The workers of the world
WORKING CLASS self emancipation lies at the heart of Marxism. But this idea has always been contentious, and in recent years it has become fashionable to argue that the working class is disappearing. Chris Harman, whose books include A People's History of the World, argues exactly the opposite -- on a global scale the working class is larger than ever before. He goes on to examine the relationship between the working class and other classes, the urban poor and the peasantry. He concludes with an assessment of the kind of socialist strategy that flows from the current make-up of the class structure.

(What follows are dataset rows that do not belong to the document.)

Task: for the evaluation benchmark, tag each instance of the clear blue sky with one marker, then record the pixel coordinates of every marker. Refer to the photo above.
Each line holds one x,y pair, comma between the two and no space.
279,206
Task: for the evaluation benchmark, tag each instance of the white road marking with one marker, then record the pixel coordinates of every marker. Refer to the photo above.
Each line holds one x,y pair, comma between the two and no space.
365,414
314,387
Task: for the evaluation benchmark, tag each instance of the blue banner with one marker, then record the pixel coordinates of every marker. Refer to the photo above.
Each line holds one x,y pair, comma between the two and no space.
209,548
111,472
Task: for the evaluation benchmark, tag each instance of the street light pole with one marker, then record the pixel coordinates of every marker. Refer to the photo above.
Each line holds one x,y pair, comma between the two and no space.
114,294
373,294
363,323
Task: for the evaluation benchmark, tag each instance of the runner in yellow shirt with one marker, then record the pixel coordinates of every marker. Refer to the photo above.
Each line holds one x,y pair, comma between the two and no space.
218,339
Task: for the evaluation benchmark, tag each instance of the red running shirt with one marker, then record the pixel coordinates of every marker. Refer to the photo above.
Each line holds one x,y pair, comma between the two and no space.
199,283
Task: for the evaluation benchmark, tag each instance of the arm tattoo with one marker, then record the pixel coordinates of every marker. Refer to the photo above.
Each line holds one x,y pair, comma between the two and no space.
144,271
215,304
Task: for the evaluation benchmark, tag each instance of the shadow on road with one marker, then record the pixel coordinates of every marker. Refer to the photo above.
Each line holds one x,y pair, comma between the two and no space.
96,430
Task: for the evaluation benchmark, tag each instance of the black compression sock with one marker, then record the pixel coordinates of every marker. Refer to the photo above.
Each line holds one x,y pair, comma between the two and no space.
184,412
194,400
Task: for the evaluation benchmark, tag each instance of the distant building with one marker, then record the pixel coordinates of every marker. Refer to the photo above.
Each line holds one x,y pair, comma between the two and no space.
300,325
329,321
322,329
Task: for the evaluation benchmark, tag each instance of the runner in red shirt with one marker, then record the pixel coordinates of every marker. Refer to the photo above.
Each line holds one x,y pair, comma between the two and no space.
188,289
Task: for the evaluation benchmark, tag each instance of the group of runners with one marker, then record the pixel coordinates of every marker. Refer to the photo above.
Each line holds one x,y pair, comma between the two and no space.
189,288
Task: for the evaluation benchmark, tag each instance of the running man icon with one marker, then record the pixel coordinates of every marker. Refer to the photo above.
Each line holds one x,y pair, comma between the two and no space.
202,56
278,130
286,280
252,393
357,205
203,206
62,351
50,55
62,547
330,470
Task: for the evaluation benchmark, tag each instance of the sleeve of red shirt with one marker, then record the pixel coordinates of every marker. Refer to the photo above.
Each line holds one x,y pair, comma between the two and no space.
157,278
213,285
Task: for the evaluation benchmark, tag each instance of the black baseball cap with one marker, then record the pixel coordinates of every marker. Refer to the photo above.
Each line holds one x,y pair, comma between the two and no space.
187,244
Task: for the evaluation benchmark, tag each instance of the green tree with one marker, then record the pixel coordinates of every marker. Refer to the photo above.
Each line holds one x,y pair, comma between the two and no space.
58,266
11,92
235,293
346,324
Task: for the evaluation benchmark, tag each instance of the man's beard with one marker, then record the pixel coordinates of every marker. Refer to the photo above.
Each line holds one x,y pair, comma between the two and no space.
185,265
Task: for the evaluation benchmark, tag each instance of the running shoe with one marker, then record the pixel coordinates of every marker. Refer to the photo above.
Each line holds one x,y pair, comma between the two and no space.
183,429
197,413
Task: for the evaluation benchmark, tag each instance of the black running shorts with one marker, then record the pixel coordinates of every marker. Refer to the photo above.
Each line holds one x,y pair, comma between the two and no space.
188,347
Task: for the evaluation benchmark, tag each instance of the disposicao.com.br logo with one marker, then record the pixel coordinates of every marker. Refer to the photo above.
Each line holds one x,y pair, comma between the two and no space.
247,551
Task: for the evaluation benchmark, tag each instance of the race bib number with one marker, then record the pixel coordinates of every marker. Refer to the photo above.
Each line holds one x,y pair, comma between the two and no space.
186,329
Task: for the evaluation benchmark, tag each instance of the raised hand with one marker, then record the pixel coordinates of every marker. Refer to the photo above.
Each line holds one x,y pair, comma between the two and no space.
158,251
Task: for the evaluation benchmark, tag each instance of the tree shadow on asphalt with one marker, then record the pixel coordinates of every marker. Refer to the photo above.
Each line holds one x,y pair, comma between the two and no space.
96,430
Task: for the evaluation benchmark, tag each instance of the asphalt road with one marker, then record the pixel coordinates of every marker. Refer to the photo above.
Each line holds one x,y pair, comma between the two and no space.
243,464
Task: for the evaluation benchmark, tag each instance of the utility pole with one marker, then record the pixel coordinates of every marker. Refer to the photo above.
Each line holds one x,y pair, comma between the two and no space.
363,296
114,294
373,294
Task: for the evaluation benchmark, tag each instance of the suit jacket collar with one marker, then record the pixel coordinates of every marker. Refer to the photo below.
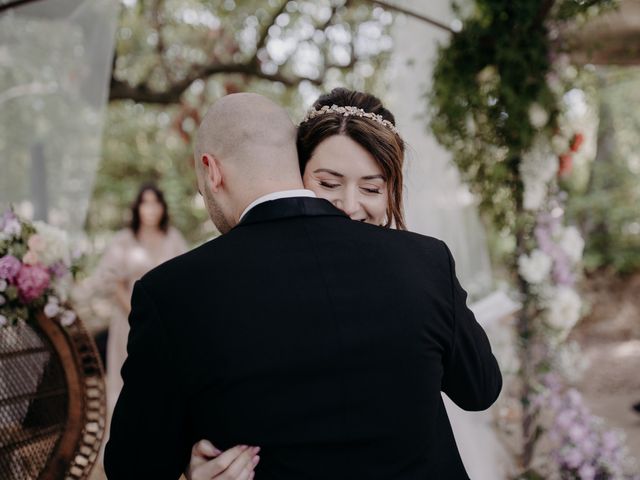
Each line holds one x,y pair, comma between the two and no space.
288,208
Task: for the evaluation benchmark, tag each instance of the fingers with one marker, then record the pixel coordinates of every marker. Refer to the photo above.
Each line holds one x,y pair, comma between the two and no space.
229,465
242,467
202,452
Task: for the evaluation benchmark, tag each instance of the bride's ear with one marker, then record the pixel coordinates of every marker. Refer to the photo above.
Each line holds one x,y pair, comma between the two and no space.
213,171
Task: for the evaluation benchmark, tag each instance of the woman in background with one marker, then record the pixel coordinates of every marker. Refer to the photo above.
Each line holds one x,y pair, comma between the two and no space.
148,241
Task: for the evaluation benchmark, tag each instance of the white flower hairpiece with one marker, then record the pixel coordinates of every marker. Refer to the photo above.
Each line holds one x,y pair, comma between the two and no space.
350,111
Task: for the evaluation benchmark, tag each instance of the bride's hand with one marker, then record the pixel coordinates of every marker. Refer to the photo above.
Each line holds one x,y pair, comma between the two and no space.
209,463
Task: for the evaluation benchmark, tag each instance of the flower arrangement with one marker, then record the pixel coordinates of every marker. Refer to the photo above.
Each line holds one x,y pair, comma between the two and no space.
36,271
503,111
582,447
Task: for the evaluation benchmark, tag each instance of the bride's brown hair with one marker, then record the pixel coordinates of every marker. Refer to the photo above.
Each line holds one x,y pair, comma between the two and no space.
386,146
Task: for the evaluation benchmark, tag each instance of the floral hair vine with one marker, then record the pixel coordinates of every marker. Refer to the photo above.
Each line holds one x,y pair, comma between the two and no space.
350,111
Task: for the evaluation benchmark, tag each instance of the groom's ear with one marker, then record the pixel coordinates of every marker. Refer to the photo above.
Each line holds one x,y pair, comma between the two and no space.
213,172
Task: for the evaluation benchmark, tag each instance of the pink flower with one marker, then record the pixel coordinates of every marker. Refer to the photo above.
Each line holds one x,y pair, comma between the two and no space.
32,281
587,472
31,258
36,243
9,267
67,318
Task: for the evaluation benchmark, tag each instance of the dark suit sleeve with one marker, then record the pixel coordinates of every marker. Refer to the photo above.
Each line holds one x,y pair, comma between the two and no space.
147,438
472,377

MARX'S ACCOUNT of socialist organisation and its role in the class sturggle is given a brilliant outline by August Nimtz in a piece that is simultaneously a critique of Toni Negri and Michael Hardt's Empire . Nimtz draws on his pioneering work in his recent book, Marx and Engels: Their Contribution to the Democratic Breakthrough.
JOHN BELLAMY FOSTER also draws on his excellent recent book, Marx's Ecology, in order to give a devastating reply to those who argue that Marx and the Marxist tradition have had little to say on environmental and ecological issues.
CAPITALISM'S CAPACITY to waste resources grows as it ages, argues Mike Kidron, as he return to themes that he first addressed in this journal over 20 years ago. But his arguments have renewed relevance in the age of the global anti-capitalist movement.
EMILE ZOLA'S work is analysed by Ian Birchall as a contribution to the discussion provoked by the centenary of the novelist's death. And Jim Wolfreys looks at recent debates in French philosophy.